God Don't Want No Coalescing

Dear Spaz,

On January 23rd you issued a press release saying that Governor Blunt wasn't doing any private talking about selling MOHELA.  I guess they were so private you weren't invited.  Of course it could be that Blunt was just praying quietly about it so no one but God (the Christian one) was listening.  Well, God and Sallie Mae must have joined together on that one.  Perhaps that is an acceptable coalition in the view of our republican governor.  But I’m a bit confused.

To help guide us through acceptable prayers, gods and coalitions, Representative David Sater has introduced HCR 13.  Sater apparently thinks Carl Bearden’s HJR 39 is insufficient to clarify and guarantee the first amendment right to pray on public property. Maybe Sater just thinks we need to be clearer about which God we can pray to. 

HCR 13 Sater, David
Resolves that voluntary prayer in public schools, religious displays on public property, and the recognition of a Christian God are not a coalition of church and state. (LR# 4572L.02I):  “…we stand with the majority of our constituents and exercise the common sense that voluntary prayer in public schools and religious displays on public property are not a coalition of church and state, but rather the justified recognition of the positive role that Christianity has played in this great nation of ours, the United States of America.”

Sater, I’m sure, thinks we need to know that it is good to stand with the majority and exercise common sense; that it’s good to pray in public schools, to have Christmas trees on public property and to do so with the secure knowledge that doing so is not a coalition of church and state.  I had been really troubled by that, shaking in my snow boots actually, and am relieved that Sater is asking the General Assembly for clarification.  Without that clarification, I might have thought that my third grade daughter might be coalescing with the state when she says a prayer before lunch at school or when I, in the gallery of the House, join in its daily ritual of an opening prayer. Until this Resolution is adopted, Blunt should be very careful to avoid arrest as he prays for a good sale price for MOHELA. I was really getting concerned, Spaz, that the governor and my representatives, duly elected by the common sense of their majority constituents might be hauled off in cuffs any day now for coalescing of church and state.

But what I’m wondering, Spaz, is whether I should surmise that if someone prays to a non-Christian God then that would be a coalition and against the common sense of the majority. After all, as Sater so eloquently wrote, prayer to the Christian God is a justified recognition of the role that Christianity played in our nation (which he reminds us is the United States of America) and apparently no other religion played a positive role.  So common sense, I guess, would dictate that a similar prayer to God by a Jew or a Muslim or a Hindu would be a coalition and therefore not protected by the majority, let alone the constitution (of the United States of America.)

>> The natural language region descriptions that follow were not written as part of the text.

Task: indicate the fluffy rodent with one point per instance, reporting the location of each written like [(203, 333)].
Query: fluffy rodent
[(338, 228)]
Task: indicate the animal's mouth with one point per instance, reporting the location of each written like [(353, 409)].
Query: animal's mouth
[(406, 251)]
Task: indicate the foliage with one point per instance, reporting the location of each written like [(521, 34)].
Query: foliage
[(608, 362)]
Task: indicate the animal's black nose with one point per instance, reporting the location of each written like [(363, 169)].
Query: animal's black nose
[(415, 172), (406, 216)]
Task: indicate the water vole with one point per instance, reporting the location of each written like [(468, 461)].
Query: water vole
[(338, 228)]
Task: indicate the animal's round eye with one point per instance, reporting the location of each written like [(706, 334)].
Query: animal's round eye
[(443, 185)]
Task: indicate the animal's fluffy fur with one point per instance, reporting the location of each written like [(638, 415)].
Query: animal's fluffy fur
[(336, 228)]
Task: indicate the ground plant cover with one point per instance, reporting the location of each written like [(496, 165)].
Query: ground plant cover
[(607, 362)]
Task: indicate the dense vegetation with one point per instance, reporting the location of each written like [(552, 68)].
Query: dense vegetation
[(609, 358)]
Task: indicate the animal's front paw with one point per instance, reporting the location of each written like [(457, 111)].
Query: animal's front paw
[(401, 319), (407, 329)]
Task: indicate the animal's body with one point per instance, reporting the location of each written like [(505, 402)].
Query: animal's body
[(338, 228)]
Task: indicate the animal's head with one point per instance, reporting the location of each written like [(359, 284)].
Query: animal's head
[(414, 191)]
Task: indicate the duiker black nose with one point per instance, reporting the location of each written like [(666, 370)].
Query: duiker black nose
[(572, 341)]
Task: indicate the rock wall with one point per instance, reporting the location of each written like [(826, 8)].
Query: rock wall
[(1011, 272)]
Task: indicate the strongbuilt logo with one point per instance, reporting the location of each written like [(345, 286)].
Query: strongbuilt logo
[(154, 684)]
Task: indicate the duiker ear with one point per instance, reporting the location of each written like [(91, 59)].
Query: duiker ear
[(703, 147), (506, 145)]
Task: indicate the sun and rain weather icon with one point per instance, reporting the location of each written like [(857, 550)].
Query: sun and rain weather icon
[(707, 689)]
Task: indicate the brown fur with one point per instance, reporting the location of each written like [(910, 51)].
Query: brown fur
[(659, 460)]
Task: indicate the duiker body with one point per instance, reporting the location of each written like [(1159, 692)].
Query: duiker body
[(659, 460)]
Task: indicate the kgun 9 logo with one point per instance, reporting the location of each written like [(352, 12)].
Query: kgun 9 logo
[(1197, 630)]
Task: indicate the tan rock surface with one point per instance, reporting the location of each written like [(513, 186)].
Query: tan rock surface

So Spaz, I’m wondering if you might issue one of your sorely needed releases giving us your insider’s knowledge on what public talking Blunt might do to advise non-Christian youth and parents on how to pray for loans to public colleges and universities and still avoid a coalition (and bankruptcy.)  Blunt seems to have that private versus public thing down pat and I don’t think Sater has given much thought to the positive role anyone other than his Christian voters might contribute to this great state of ours, the State of Missouri.  So I await with blunted breath your clarifying release.